1-Bowl Pumpkin Cake (Vegan + GF)
- 2/3 cup aquafaba (chickpea brine – the liquid in a can of chickpeas // or sub 4 flax eggs*)
- 1 1/4 cup coconut sugar (or sub organic cane sugar)
- 1/4 cup ripe banana (mashed // primarily for binding)
- 1/2 cup maple syrup or agave nectar
- 1 1/2 cups pumpkin purée
- 1/4 cup olive oil, grape seed oil, avocado oil, or melted coconut oil
- 3/4 tsp sea salt
- 1 1/2 tsp baking soda
- 2 tsp baking powder
- 1 tsp ground cinnamon
- 2 tsp pumpkin pie spice (plus more to taste)
- 1 cup water or unsweetened almond milk
- 1 tsp apple cider vinegar or lemon juice
- 1 1/2 cups gluten-free rolled oats
- 1 1/2 cups almond flour* (or sub meal with less-desirable results)
- 2 1/3 cup gluten-free flour blend*
- Preheat oven to 350 degrees F (176 C) and lightly butter/grease two standard 9-inch cake pans. Dust with gluten-free flour and and remove excess. Set aside.

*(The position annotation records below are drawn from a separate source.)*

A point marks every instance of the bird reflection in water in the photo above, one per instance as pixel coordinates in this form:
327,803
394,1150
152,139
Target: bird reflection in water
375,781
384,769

- Add chickpea brine to a large mixing bowl and beat on high for 2-3 minutes until light and airy and loose peaks form. Then add coconut sugar a little at a time and continue beating until light and fluffy and semi-firm peaks form.
- Add mashed banana, maple syrup, pumpkin puree, oil, sea salt, baking soda, baking powder, cinnamon, and pumpkin pie spice and beat or whisk to combine (see photo). Add water or unsweetened almond milk and apple cider vinegar and beat/whisk again.
- Add gluten-free oats, almond flour, and gluten-free flour blend and stir with a wooden spoon or whisk. The batter should be semi-thick but pourable. If too thick add more water or almond milk. If too thin, add more almond flour or gluten-free flour blend.
- Divide between cake pans and bake for 45 minutes – 1 hour, or until deep golden brown and a toothpick inserted into the center comes out completely clean.
- Remove from oven and let rest in pans until completely cool. Once cooled, gently loosen the sides with a butter knife and use a plate to invert and flip the cakes out of their pans. Transfer to a serving plate or cake stand and frost with desired frosting of choice.
- If frosting with cream cheese frosting, store in the refrigerator up to 3 days. If frosting with buttercream, store at room temperature up to 3 days. Freeze to keep fresh for up to 1 month (though best when fresh).
*The almond flour (which is comprised of blanched almonds making it different than almond meal) I would recommend is WellBee’s, which can be found on Amazon. You can try subbing almond meal but I haven’t tested it that way and cannot guarantee the results. Almond flour gives a drier, fluffier texture that’s ideal in this cake.
*For the gluten-free blend in this recipe I used Fork and Bean’s Light GF blend, but I would think Bob’s Red Mill 1:1 GF Baking Blend and my DIY Gluten-Free Blend would work well, too! And, of course, if you’re not gluten-free, feel free to sub spelt, whole-wheat, or unbleached all-purpose flour for the gluten-free blend.
*Nutrition information is a rough estimate calculated without icing.